Um pouco de História

| Testemunho Hugo Assunção

A minha experiência no Judo e a vivência nos dois Jogos Olímpicos (1984 – Los Angeles e 1988 – Seoul).

Hugo Assunção OLY 84/88

Comecei no Judo por força de ser teimoso. Aos onze anos, passava férias com meus pais na ilha da Fuzeta, quando conheci o meu futuro amigo e treinador, Henrique Nunes. Este, em jeito de desafio disse-me:

  • “Não és capaz de fazer dez flexões de braços”. Eu fiz vinte.
  • “Quero este tipo no Judo”, disse aos meus pais. E assim foi.
Elementos de percurso, Carão JCP, Licença FPJ, recortes de jornal
  • Iniciei-me no Judo em 1969 no Judo Clube de Portugal.
  • A minha primeira competição foi em 1971.
  • Fui treze vezes campeão nacional de seniores, na categoria de -71kg, duas vezes campeão absoluto e uma vez campeão ibérico.
  • Participei em vários campeonatos europeus, em dois jogos olímpicos (1984 e 1988) e abandonei a competição em 1990.
  • Também fui cronometrista, árbitro e treinador.

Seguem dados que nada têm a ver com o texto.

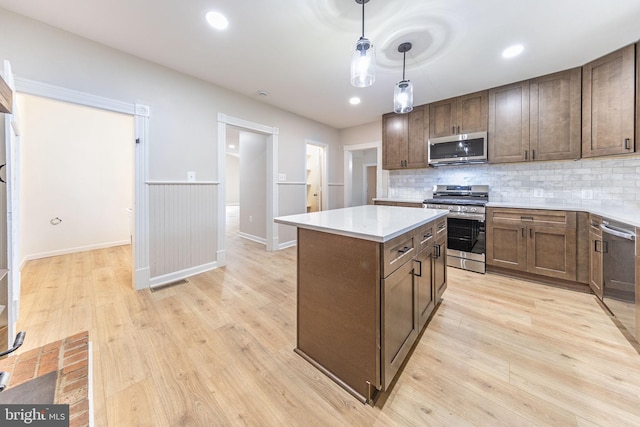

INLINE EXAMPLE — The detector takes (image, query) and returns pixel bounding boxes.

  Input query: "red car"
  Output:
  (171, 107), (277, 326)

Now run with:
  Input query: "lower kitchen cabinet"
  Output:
(295, 217), (447, 402)
(589, 215), (603, 300)
(486, 208), (577, 281)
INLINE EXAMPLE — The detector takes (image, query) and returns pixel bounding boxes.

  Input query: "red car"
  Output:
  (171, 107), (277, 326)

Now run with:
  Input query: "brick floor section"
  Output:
(0, 331), (89, 427)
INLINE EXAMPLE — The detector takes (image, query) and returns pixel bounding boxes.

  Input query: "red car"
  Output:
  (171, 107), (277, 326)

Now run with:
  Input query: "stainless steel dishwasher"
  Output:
(600, 219), (638, 340)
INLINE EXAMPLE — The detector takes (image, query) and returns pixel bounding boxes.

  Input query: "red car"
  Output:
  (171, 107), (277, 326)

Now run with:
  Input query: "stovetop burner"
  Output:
(424, 185), (489, 206)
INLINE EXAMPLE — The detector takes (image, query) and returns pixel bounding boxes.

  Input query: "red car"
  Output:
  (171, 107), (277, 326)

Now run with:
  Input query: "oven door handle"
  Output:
(447, 212), (485, 222)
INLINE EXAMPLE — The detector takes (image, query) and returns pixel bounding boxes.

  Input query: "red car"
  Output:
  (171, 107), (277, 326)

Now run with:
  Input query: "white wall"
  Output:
(225, 154), (240, 206)
(17, 94), (134, 260)
(239, 131), (268, 243)
(0, 10), (343, 282)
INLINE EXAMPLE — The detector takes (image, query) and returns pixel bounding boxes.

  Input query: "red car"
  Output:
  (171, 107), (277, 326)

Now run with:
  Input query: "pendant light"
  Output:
(351, 0), (376, 87)
(393, 42), (413, 114)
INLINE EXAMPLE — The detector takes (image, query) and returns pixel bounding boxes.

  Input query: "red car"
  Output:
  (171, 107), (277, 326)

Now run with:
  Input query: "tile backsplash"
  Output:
(388, 157), (640, 209)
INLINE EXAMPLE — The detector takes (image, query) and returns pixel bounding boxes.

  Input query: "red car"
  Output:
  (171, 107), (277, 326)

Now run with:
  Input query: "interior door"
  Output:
(3, 60), (20, 346)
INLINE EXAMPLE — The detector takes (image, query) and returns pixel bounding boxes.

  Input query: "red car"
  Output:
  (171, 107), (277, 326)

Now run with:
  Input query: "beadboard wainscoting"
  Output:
(149, 182), (218, 286)
(389, 157), (640, 209)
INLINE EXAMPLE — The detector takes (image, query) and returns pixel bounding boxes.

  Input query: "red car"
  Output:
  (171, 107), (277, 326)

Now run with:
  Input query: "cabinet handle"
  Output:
(413, 259), (422, 277)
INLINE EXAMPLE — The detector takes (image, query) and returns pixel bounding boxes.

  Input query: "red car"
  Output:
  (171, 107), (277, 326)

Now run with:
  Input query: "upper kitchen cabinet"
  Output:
(582, 45), (636, 157)
(429, 90), (488, 138)
(382, 105), (429, 169)
(488, 81), (530, 163)
(528, 68), (582, 160)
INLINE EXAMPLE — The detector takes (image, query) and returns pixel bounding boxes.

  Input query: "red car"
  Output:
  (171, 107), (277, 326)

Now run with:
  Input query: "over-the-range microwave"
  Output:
(428, 132), (487, 166)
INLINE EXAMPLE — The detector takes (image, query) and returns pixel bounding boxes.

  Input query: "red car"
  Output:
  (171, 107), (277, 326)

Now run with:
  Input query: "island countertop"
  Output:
(274, 205), (449, 243)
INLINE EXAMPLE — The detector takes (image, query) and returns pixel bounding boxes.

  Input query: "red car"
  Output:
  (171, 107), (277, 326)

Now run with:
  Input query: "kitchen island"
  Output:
(275, 205), (447, 403)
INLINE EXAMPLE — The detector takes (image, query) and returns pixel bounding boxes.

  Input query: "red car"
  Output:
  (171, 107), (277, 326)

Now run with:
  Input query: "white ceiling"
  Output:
(0, 0), (640, 129)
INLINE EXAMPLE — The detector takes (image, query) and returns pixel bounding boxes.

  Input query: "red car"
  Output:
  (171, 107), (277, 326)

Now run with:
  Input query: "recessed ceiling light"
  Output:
(502, 44), (524, 58)
(205, 12), (229, 30)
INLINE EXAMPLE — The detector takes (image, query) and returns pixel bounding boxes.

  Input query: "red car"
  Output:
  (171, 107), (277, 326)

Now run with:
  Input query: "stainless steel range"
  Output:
(422, 185), (489, 273)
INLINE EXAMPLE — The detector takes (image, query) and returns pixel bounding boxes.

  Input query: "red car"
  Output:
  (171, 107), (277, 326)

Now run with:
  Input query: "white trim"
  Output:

Campolide, onde tudo começou

De Campo-de-Ourique, onde vivia e estudava, a Campolide, onde treinava no Judo Clube de Portugal, deslocava-me a maior parte das vezes a pé, outras de autocarro da Carris, lá ia eu de judogi às costas, entre a escola e o treino. Foi aí que cresci, percebendo que o Judo não se pratica com o espelho, com um peso ou um dardo. Pratica-se com adversários no tapete e colegas e amigos, fora dele.

O Judo tem a filosofia de formar cidadãos e o respeito pelo outro é fundamental, pois sem ele no “tapete”, deixamos de ter com quem progredir.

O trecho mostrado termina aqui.